Disseminated intravascular coagulation (DIC) is a life-threatening condition (hence the popular alternative definition of “death is coming”) affecting the coagulation cascade. Typically, clot formation and fibrinolysis are carefully balanced by various mechanisms; however, in DIC, these processes are ramped up leading to continued clotting and bleeding.
DIC can be explained as a multifaceted process typically initiated by activation of the coagulation cascade from trauma, burns, malignancy, infection, and even obstetrical complications. This leads to a consumption of factors and platelets and subsequent activation of fibrinolysis. The products of clot degradation then interfere with further primary and secondary hemostasis leading to coagulopathy. End organ function can be compromised by thrombosis and reduced perfusion from shock leading to multisystem organ failure.

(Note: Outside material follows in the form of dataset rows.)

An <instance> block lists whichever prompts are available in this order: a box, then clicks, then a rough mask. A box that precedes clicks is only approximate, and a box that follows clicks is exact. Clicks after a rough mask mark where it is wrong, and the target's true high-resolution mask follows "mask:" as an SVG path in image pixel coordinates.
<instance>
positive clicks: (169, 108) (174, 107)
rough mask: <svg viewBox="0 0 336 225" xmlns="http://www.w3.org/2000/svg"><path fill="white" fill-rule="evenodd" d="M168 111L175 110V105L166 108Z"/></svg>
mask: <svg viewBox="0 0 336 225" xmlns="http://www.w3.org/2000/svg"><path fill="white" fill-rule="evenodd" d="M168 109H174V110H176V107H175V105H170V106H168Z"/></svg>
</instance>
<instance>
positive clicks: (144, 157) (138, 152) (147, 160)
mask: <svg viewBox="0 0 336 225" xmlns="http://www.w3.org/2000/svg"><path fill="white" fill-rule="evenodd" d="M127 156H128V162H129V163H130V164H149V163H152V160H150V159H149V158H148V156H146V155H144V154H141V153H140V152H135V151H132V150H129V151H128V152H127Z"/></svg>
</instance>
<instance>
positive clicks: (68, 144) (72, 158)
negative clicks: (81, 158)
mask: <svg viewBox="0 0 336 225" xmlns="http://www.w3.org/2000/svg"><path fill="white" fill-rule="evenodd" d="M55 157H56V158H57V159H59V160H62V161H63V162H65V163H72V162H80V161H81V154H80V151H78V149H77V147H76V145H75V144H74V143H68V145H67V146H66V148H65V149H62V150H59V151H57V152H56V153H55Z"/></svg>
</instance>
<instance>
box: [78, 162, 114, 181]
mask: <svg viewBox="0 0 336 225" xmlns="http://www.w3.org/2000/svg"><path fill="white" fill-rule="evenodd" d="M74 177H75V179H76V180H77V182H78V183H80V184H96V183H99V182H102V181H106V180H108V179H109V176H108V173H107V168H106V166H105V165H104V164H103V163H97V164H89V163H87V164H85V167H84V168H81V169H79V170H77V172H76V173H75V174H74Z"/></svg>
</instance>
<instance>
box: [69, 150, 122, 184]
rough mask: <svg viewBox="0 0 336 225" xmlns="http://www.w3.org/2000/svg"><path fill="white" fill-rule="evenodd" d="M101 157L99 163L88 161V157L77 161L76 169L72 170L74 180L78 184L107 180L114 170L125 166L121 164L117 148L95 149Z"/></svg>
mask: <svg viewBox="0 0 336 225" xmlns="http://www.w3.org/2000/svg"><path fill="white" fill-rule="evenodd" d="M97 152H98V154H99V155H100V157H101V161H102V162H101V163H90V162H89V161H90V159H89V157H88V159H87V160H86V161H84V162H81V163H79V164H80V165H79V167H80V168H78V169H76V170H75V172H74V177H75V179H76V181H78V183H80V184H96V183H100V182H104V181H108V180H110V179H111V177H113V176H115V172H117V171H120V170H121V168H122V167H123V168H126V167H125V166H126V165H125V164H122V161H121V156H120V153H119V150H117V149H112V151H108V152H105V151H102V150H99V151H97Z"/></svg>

This condition can present with ecchymoses and diffuse bleeding from “every site” (PIVs, catheters, drains). Decreased platelets/fibrinogen coupled with prolonged aPTT and PT are indicative of consumptive coagulopathy. Just remember that there is no singular test to diagnose DIC – it’s based on both clinical and lab factors. Although hemodynamic support and resuscitation (ie, transfusion of blood products) are important, identifying and treating the underlying cause is most paramount objective! Supportive measures should focus on the variant of DIC at hand. In other words, massive hemorrhage should be addressed with transfusions and possibly antifibrinolytics or factor concentrates. When thrombosis predominates, consider low molecular weight heparin.